Mr. Halepete received his B.Tech. in Electrical Engineering from IIT Bombay in 1993, where his research focused on characterizing defects in compound semiconductors using Deep Level Transient Spectroscopy (DLTS). He conducted this research at the Tata Institute of Fundamental Research (TIFR). He earned his MS in Electrical Engineering from Stanford University in 1995, where his research involved optimizing silicon surface microroughness using Atomic Force Microscope (AFM) measurements.
Mr. Halepete joined Sun Microsystems’ Advanced Development Group in 1995, where he researched low-power and ultra-low threshold-voltage CMOS circuits, earning several patents for circuit innovations.
In 1996, he joined Transmeta Corporation, where he worked on VLIW processors enabling dynamic binary translation for multi-GHz, low-power computing, significantly extending laptop battery life. His innovations in low power circuit and system design led to multiple patents in the field. In 2002, he joined NVIDIA Corporation to develop the company’s first streaming multiprocessor-based GPU, ushering in the era of general purpose computing and AI on graphics processors. Over his 23 year tenure at NVIDIA, he has led the development of multiple generations of GPUs, CPUs, and SoCs, driving breakthroughs in computing that resulted in real time ray tracing in graphics and the rise of generative AI. Mr. Halepete has delivered keynote speeches at leading EDA conferences, including the Design Automation Conference (DAC), and has spearheaded successful collaborations with EDA companies to advance state-of-the art computing silicon.

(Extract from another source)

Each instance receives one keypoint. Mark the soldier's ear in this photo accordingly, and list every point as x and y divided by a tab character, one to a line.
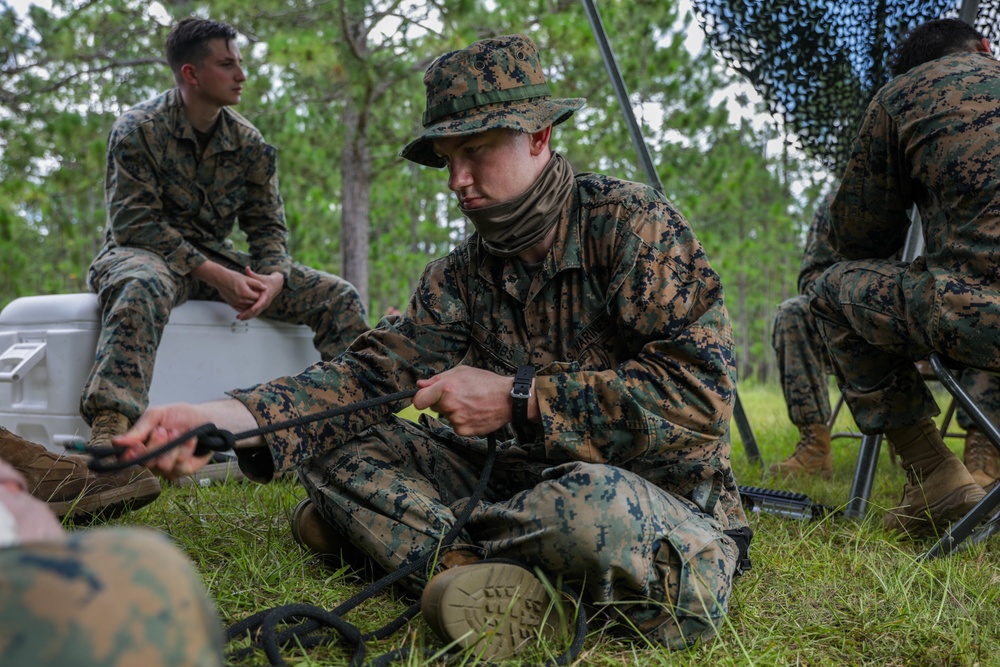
189	74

Any other interesting fact about yourself that you would like to share: My dad was also an electrical engineer, so I was lucky to be able to start playing with transistors when I was less than ten years old. Therefore, during my lifetime, I have seen a 100,000,000,000-fold increase in the transistor count of circuits – from the one-transistor circuit on a copper-clad PCB I built during my childhood to the more than 100 billion transistor GPUs in the most advanced CMOS technology that we are building at NVIDIA today.